Different types of financial fraud explained

There are many different ways fraudsters can use financial data and stolen property to commit financial fraud. Various online methods such as phishing and malware can give them access to passwords and account numbers, and more traditional techniques such as pickpocketing or stealing discarded documents can lead to card or account fraud.

Here, we look at some of the most common types of fraud, explaining what they mean and how you can avoid becoming a victim.

Identity theft and fraud

Many of the frauds below come about because of identity theft, this is quite simply when someone steals personal details about someone living or dead, such as their bank account number, email account password or copies of their utility bills. This information can then be used to commit identity fraud, where criminals impersonate someone using the stolen information to obtain financial services or access existing accounts.

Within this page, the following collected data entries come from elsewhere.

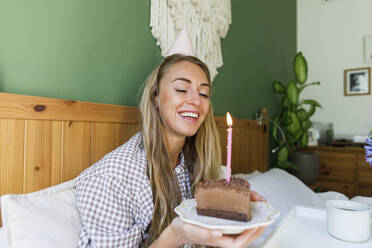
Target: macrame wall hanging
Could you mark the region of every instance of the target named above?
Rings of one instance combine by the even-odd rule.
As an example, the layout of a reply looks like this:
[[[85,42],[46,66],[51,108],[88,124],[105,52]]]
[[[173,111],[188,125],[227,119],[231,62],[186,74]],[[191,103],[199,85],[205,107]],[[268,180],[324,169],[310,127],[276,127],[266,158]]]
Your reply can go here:
[[[166,56],[186,26],[196,56],[208,65],[211,79],[223,65],[221,41],[231,24],[231,0],[151,0],[152,35]]]

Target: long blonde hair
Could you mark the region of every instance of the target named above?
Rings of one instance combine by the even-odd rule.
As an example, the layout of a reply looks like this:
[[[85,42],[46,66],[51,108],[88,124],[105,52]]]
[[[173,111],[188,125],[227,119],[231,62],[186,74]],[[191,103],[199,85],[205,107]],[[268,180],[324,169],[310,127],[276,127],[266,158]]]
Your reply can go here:
[[[175,178],[164,137],[162,121],[155,99],[159,84],[172,65],[188,61],[198,65],[210,82],[208,67],[193,56],[175,54],[168,56],[147,78],[142,94],[140,110],[143,122],[143,144],[147,155],[148,173],[154,200],[154,214],[149,227],[149,238],[143,246],[149,246],[175,218],[174,208],[181,202],[181,193]],[[192,193],[200,181],[217,179],[221,165],[219,135],[213,119],[213,108],[209,111],[197,133],[187,137],[183,148],[185,165],[190,173]]]

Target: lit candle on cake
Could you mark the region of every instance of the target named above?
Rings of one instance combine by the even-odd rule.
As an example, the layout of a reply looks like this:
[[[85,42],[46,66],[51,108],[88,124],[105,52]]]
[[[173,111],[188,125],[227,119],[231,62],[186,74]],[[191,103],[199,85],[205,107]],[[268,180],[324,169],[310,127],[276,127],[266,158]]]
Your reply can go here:
[[[226,161],[226,181],[230,183],[231,177],[231,148],[232,148],[232,118],[229,112],[226,113],[227,120],[227,161]]]

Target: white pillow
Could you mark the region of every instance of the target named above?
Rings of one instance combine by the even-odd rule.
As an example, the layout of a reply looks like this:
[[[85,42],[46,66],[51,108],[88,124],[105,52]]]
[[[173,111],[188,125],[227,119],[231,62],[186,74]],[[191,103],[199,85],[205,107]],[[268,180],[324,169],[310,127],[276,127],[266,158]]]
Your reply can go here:
[[[74,185],[72,180],[34,193],[2,196],[8,246],[76,247],[81,223]]]
[[[258,175],[261,175],[262,172],[259,172],[258,170],[255,170],[251,173],[238,173],[238,174],[234,174],[233,176],[234,177],[241,177],[241,178],[244,178],[246,180],[249,180],[251,177],[255,177],[255,176],[258,176]]]
[[[356,201],[356,202],[361,202],[361,203],[367,204],[370,207],[372,207],[372,197],[357,195],[357,196],[354,196],[353,198],[351,198],[350,200],[351,201]]]
[[[220,169],[221,169],[220,170],[220,178],[226,178],[226,165],[221,165]],[[255,170],[252,173],[245,173],[245,174],[239,173],[239,174],[234,174],[233,176],[248,179],[250,177],[257,176],[257,175],[260,175],[260,174],[262,174],[262,172],[259,172],[259,171]]]
[[[316,193],[316,195],[324,202],[328,200],[349,200],[349,198],[346,195],[335,191],[320,192]]]

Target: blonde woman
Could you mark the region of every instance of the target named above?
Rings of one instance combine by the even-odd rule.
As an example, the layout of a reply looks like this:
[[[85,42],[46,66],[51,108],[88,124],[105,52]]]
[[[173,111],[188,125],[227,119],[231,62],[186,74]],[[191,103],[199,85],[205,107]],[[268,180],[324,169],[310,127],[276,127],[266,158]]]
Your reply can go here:
[[[82,220],[78,247],[246,247],[264,228],[222,235],[182,222],[174,208],[219,175],[220,144],[207,66],[168,56],[148,77],[143,130],[85,170],[76,185]],[[262,200],[253,194],[252,200]]]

Identity theft does not necessarily have to be sophisticated to be effective, it can involve guessing a password, stealing old papers from a recycling bin or searching for personal information on social media networks. Although there are more complex techniques like using malware or false ATMs, this does mean that individuals can take very simple steps to reduce their chances of becoming a victim. You can read more about those steps in this article on avoiding scams.

Facility takeover

Facility takeover is when an existing financial service, such as a bank account or credit card, is taken over by a fraudster using stolen information to pose as the account holder. This could be achieved in a variety of ways such as intercepting a PIN code, resetting a password using security questions or by stealing a credit or debit card.

Facility takeover can often be detected by keeping a close eye on your account activity and investigating any unusual purchases with your bank or card issuer. Your bank’s dedicated fraud team should also be looking for any signs of unusual activity and may even suspend your account if they suspect fraud is taking place.

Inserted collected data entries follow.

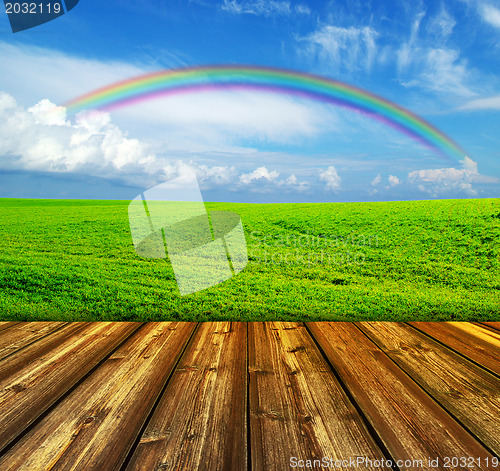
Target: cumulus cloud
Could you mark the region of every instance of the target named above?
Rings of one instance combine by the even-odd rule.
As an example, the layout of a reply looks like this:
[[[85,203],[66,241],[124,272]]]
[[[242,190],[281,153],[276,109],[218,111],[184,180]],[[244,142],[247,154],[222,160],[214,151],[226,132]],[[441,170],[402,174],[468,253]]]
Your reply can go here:
[[[396,185],[399,185],[401,183],[399,181],[399,178],[394,176],[394,175],[389,175],[389,178],[387,180],[389,181],[390,186],[396,186]]]
[[[326,170],[323,170],[319,174],[319,179],[326,183],[326,189],[337,191],[342,183],[342,179],[337,173],[337,169],[331,165]]]
[[[380,175],[380,173],[371,181],[371,185],[372,186],[377,186],[380,184],[380,182],[382,181],[382,176]]]
[[[295,174],[292,174],[286,180],[281,181],[280,185],[287,187],[291,191],[302,192],[309,190],[309,182],[299,181]]]
[[[436,168],[416,170],[408,174],[410,183],[417,185],[420,191],[432,196],[444,193],[462,192],[468,195],[476,195],[477,191],[472,187],[473,183],[498,183],[500,179],[481,175],[477,168],[477,162],[469,157],[462,161],[461,169]]]
[[[217,165],[208,167],[207,165],[196,166],[196,177],[203,189],[213,186],[228,186],[237,180],[238,171],[236,167]]]
[[[377,31],[370,26],[322,25],[311,34],[298,38],[303,44],[299,52],[328,64],[336,72],[370,70],[377,52],[377,36]]]
[[[270,193],[280,191],[285,193],[302,193],[310,189],[309,182],[302,181],[295,174],[287,178],[279,178],[276,170],[269,171],[267,167],[256,168],[253,172],[243,173],[239,176],[240,188],[257,193]]]
[[[72,123],[64,107],[41,100],[28,109],[0,93],[0,166],[8,170],[79,173],[152,186],[195,171],[201,182],[223,185],[236,178],[234,167],[196,165],[157,155],[112,123],[91,112]]]
[[[270,172],[266,167],[259,167],[251,173],[243,173],[240,175],[240,182],[244,185],[255,182],[273,182],[279,175],[279,172],[276,170]]]
[[[65,109],[49,100],[25,110],[2,93],[0,123],[0,155],[7,156],[15,168],[109,175],[127,164],[153,159],[144,145],[128,139],[105,113],[80,115],[71,124]]]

Application fraud and misuse of facility

Application fraud is usually defined as when an individual uses their own name to apply for a financial product, but uses false information or counterfeit documents in the application. For example, someone might supply fake payslips in their mortgage application to indicate that they earn more than they actually do. Similarly, misuse of facility is when someone opens an account with the intention of using it for fraudulent purposes, e.g. someone who takes out a credit card and does not plan to make repayments.

These two types of fraud can be carried out by individuals under their own name, or by someone who has stolen their identity. This type of activity can be harder to spot, as the victim may have no idea a new account has been opened. It may often come to light when they try to apply for credit and are rejected because of the fraudulent activity now associated with them.

Mandate fraud

If you use direct debits or standing orders, fraudsters might try to pose as the organisation you are making payments to, in order to redirect the money to their own accounts. This could be done through post by sending a fake letter to an individual, informing them that the direct debit payment details need to be updated. In this case, the new bank details would belong to the criminals, rather than the genuine organisation.

The same scam could be carried out by email and text message, and could even involve fraudsters hacking into a bank account to change direct debit details. It could potentially be harder to spot as the payments would not be unusual at first glance, and it may be a few weeks or months before the organisation who should be receiving the money get in touch.

If you do get a request to change direct debit details, you should get in touch with the provider of the service to check that it is a genuine request.